Quindi, quando l'eta' ormai matura ti avra' reso uomo,
si ritirera' anche il navigante spontaneamente ne' le navi
scambieranno le merci, ogni terra produrra' tutto.
La terra non patira' i rastrelli, la vigna non (patira') la falce,
anche il robusto aratore togliera' ormai il giogo ai tori;
e la lana non imparera' a fingere i vari colori,
ma da solo sui prati l’ariete cambiera' il (colore del) vello
ora con la porpora che rosseggia soave ora con il giallo zafferano;
spontaneamente il sandicea' gli agnelli che pascolano.

“Filate in fretta tali secoli!” dissero ai loro fusi
le Parche concordi nello stabile volere dei fati.
Assurgi ai grandi onori (sarà tempo ormai)
o cara prole degli dei, grande progenie di Giove,.
Guarda il mondo che annuisce nella sua mole convessa
E le terre e le distese del mare e il cielo profondo;
guarda come tutte le cose si allietino per il secolo che sta per venire.

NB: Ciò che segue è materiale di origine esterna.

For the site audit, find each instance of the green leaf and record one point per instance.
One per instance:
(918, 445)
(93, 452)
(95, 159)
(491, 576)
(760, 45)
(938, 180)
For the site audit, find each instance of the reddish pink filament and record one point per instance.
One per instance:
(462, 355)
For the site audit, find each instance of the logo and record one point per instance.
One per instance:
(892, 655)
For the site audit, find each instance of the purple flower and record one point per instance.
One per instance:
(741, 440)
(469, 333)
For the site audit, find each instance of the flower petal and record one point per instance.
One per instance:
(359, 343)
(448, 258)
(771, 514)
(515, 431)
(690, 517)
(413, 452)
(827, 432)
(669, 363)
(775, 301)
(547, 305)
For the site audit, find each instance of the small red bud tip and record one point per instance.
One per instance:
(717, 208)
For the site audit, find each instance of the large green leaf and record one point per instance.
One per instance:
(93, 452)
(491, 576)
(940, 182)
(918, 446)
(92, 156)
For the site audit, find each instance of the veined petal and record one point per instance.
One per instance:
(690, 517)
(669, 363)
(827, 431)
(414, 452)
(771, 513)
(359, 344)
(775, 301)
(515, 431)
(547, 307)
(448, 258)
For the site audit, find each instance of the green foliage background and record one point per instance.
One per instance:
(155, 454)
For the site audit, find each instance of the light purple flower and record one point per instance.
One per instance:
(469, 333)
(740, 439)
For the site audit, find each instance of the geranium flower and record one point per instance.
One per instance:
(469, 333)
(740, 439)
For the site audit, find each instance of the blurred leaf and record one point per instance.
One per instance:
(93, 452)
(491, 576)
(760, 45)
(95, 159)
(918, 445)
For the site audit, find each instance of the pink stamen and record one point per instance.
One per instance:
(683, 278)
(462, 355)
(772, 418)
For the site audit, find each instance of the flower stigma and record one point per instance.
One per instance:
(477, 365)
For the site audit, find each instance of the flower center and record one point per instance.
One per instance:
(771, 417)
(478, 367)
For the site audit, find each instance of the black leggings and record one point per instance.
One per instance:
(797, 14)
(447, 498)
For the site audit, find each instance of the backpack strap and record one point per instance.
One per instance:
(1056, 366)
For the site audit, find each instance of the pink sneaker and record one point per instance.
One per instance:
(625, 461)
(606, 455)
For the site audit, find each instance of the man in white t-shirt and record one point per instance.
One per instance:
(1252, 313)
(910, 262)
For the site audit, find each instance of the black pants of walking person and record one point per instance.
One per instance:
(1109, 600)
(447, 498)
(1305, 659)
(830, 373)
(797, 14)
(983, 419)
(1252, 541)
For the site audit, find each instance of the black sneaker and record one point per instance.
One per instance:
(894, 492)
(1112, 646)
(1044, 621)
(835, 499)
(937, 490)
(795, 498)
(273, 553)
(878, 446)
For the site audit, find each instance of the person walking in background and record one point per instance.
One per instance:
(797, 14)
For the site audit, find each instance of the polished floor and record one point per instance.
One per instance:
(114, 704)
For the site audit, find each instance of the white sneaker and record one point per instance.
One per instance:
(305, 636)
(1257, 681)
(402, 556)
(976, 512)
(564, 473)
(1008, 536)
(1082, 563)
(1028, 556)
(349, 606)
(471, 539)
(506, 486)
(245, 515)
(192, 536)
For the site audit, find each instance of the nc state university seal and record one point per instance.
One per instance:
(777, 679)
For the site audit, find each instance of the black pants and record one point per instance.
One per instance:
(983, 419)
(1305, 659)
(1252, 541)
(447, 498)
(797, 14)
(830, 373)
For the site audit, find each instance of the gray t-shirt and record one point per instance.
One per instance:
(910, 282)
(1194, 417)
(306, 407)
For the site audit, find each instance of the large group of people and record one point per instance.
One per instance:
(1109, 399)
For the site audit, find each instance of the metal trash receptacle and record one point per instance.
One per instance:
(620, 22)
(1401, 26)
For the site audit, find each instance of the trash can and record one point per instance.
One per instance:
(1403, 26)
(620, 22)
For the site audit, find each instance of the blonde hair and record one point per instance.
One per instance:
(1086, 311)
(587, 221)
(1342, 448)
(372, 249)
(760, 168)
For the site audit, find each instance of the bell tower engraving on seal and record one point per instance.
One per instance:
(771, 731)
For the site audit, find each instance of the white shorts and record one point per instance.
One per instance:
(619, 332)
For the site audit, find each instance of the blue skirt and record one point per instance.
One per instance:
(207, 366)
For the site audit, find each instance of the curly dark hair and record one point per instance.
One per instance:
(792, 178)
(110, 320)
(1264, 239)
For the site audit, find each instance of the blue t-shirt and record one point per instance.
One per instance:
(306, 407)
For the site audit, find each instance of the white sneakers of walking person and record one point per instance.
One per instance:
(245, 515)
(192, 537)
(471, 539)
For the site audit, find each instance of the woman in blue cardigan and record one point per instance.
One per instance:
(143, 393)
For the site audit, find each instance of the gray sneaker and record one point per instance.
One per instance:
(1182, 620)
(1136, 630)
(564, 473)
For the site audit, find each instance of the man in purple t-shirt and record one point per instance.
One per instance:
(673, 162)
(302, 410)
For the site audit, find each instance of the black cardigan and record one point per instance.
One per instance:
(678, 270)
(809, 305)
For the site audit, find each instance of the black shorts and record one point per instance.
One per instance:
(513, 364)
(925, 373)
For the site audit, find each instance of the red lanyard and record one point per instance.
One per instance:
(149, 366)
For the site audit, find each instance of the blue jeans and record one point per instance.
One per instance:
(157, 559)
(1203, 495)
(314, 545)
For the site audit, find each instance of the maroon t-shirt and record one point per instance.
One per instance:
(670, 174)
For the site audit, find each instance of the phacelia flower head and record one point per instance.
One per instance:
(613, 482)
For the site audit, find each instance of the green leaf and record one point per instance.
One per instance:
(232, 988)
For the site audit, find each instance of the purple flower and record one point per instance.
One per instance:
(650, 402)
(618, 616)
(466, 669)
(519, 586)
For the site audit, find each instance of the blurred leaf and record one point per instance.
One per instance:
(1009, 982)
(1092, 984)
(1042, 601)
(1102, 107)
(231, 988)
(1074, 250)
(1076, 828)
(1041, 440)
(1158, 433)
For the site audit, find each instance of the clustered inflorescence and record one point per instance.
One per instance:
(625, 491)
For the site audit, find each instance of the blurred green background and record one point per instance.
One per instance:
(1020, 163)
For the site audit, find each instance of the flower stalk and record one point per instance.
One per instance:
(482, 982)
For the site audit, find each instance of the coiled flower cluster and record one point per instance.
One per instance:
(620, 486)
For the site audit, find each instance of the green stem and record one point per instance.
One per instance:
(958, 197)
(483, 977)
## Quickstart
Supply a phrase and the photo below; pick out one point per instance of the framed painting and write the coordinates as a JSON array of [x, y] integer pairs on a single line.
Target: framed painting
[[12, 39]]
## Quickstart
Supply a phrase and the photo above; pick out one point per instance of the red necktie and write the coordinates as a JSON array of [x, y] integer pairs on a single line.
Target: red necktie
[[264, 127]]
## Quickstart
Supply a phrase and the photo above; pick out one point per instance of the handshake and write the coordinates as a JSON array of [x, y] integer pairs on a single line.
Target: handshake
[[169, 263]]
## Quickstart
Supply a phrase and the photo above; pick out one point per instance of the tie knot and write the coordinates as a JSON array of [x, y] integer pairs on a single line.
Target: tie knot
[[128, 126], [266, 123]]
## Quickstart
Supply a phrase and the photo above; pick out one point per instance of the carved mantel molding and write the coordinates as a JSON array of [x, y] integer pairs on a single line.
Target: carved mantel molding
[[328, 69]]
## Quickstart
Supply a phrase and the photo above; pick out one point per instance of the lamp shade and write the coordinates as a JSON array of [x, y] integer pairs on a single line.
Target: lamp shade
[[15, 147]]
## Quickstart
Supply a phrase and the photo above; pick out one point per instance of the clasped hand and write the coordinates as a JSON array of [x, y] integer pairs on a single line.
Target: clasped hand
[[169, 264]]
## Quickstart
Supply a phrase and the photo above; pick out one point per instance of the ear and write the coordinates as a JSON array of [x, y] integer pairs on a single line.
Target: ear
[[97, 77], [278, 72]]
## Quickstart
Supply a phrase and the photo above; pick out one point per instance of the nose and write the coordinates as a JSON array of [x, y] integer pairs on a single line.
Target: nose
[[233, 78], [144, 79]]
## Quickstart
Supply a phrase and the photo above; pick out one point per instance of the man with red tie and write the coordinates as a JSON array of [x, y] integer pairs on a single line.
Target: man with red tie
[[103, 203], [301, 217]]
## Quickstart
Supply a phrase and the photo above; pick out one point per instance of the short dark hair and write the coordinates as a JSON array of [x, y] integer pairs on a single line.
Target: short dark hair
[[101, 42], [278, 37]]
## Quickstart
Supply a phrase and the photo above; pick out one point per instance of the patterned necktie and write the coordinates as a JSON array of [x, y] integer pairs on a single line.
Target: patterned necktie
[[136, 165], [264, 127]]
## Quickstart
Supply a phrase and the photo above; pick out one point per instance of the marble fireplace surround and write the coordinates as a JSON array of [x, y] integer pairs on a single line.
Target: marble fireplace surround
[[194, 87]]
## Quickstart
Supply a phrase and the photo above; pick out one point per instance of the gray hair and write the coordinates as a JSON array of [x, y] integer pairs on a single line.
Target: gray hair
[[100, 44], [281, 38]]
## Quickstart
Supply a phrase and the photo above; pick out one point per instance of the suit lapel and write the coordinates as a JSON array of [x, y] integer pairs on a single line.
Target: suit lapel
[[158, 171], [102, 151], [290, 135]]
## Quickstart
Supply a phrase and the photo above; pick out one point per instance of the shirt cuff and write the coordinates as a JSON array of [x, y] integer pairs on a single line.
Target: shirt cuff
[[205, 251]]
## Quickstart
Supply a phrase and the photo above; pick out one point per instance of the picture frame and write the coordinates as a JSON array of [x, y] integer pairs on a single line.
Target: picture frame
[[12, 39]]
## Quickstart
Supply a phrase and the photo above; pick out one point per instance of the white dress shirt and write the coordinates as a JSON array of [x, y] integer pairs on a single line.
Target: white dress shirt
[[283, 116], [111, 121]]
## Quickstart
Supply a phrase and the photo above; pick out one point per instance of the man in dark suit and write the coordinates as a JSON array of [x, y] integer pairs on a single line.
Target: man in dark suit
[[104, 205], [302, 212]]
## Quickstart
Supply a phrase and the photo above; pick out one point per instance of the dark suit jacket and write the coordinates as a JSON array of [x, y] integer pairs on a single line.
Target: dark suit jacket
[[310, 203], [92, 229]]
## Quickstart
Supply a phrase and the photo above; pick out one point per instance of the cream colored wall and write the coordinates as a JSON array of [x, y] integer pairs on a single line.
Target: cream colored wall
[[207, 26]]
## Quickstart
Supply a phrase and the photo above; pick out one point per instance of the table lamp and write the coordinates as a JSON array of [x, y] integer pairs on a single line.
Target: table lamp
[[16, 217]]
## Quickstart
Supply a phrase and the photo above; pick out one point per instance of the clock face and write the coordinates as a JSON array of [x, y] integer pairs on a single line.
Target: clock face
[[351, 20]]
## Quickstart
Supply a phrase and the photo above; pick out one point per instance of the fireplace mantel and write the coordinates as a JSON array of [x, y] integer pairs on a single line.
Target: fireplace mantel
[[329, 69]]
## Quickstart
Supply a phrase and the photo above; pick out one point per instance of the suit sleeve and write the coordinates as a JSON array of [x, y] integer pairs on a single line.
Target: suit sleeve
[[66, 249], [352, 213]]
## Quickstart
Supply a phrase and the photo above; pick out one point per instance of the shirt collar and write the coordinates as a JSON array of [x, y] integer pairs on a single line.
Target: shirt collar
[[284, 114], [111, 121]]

Oh, possa rimanermi l’ultima parte di una lunga vita
E tanta ispirazione quanta mi sarà sufficiente a cantare le tue imprese!
Non mi vinceranno nel canto (lett.: nei canti) né il tracio Orfeo,
né Lino; sebbene all’uno sia di aiuto la madre, all’altro il padre,
ad Orfeo Calliope, a Lino il bell’Apollo.
Anche Pan, se gareggiasse con me, giudice l’Arcadia,
anche Pan, giudice l’Arcadia, si dichiarerebbe vinto.

Incomincia, piccolo bambino, a riconoscere la madre dal sorriso
alla madre nove (lett.: dieci) mesi arrecarono lunghe sofferenze.
Incomincia, piccolo mambino: (colui) al quale non sorrisero i genitori
né un dio lo degna della (sua) mensa, né una dea del (suo) letto.